Venezuela is a study in irony. Unlike its Latin American sister states, this spectacularly beautiful country has had a democratic order since 1958. As speculation mounted about the health of President Hugo Chavez, officially recuperating in Cuba after surgery, it was time to look back at the last 12 years, defined and determined by the man who is now a presence in absence. A saviour to Chavistas, detractors of this self-styled “Pirate of the Caribbean” would say Venezuelan democracy’s end began in Chavez’s 1998 victory — a landslide that led to a “socialist dictatorship” that incrementally curtailed freedoms, nationalised the economy, shackled the private media.
A darling of the international Left, Chavez quickly made himself a political foe of the US. But to understand the Chavistan phenomenon, one must look at the Venezuelan distributive gap, wherein the barrios had remained poor while the middle-class had seen both sides of the oil boom — wealth from the 1970s price hike, poverty from the 1980s price crash. Chavez’s Bolivarian revolution came as a redistributive blessing, with standards of living, health and education improving in the barrios. Yet, Chavez has been neither here nor there, a Castro-lite who was persistently challenged, and last year the opposition made big gains to rob him of his two-thirds majority, but whose ruling by decree has done more damage than merely polarise politics.

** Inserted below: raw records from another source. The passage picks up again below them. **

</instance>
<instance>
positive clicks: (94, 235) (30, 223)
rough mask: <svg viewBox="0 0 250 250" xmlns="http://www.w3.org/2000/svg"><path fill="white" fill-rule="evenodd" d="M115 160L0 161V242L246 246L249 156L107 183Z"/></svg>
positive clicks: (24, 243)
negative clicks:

Venezuelan irony lies also in the nationalising of oil production: aimed at reversing the “Oil Curse”, it became the oil curse itself. Killing the industry’s ability to manage itself efficiently and make profits, diverting money to social-engineering projects, did help the poor. But as that money dried up and food shortages and high inflation hit, Chavez looked increasingly vulnerable and desperate. That’s the vacuum uncompromising populism and one-man rule sooner or later lead to.